Re:why, at that rate... (Score:5, Insightful)
Why, at that rate, they'll be able to simultaneously recharge 0.06% of the electric cars in the country!
And with the usual 30 milliamp analog phone line current, it will only take about a dozen years to recharge each car.
Phone booths in my country have lights for nighttime use so I suppose they have mains supply as well.
Re:bikes, not cars? (Score:3, Insightful)
Well the title does say Electric Vehicle Chargers
electric device outlets please (Score:1, Insightful)
Outlets to recharge a laptop or cell phone would be great too. Sometimes phone calls are *long*.
"Yes honey, I'm at the beach. Miss you!"
I imagine near the phone booth you could string out some cable to have outlets near park benches, and some wifi in the area would be nice. :)
*waves crashing*
Re:why, at that rate... (Score:4, Insightful)
Re:Terrible idea. (Score:1, Insightful)
Only if Austria has phone booths in the Zoo enclosures
Re:Something is wrong here... (Score:5, Insightful)
As a customer of Telekom Austria, I can assure you that nothing about that company is quick and efficient. They're the former state-run monopoly.
People love to say this scornfully, but they seem not to realise that if "Telekom $SOME_COUNTRY" _wasn't_ a "former state-run monopoly" then if they didn't live within a hundred metres of their nearest neighbour they wouldn't even _have_ a phone service, and the mere idea of a practically free phone standing on the street would be absolutely laughable.
Re:Something is wrong here... (Score:3, Insightful)
True, but the deduction "formerly state-run" -> "extremely inefficient" shouldn't be as unfailing as it is.
Though it has become better, Telekom Austria no longer sends three technicians to install a cable (two watching, one working).
Re:Department of Redundancy Department (Score:2, Insightful)
This is Slashdot. Some people would make a serious complaint if that was left out.
Re:why, at that rate... (Score:3, Insightful)
Yes, I can do arithmetic too. 15 minutes charging a day * 405,000 vehicles = 101250 hours of charging a day, or 4218 charging stations. Except that number is a complete fantasy: the usage won't be spread neatly over 24 hours. There will be sharp peaks morning, mid-day and afternoon, plus concentrated demand in areas with a lot of rich ecoloons who think electricity is "clean" because the gas, oil and coal plants making it are located out in the sticks.

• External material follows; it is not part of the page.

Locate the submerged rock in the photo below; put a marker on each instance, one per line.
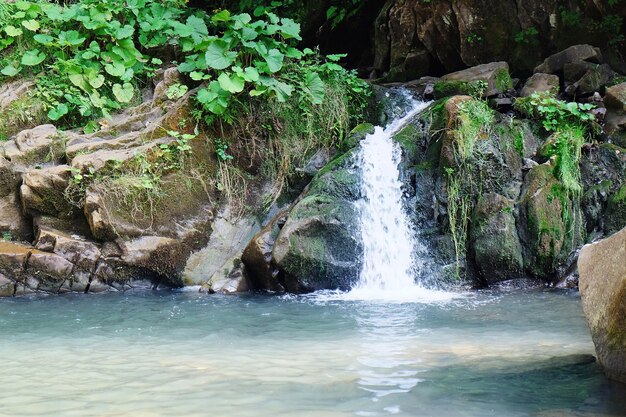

Even with the best charge rates and distance-per-charge figures, we're looking at needing ten times as many EV charging stations as we currently have fossil fuel stations.
About emissions displacement (Score:4, Insightful)
areas with a lot of rich ecoloons who think electricity is "clean" because the gas, oil and coal plants making it are located out in the sticks.
The advantage of such "emissions displacement" is that it's a lot easier to clean the emissions from one big stationary engine than thousands of mobile engines.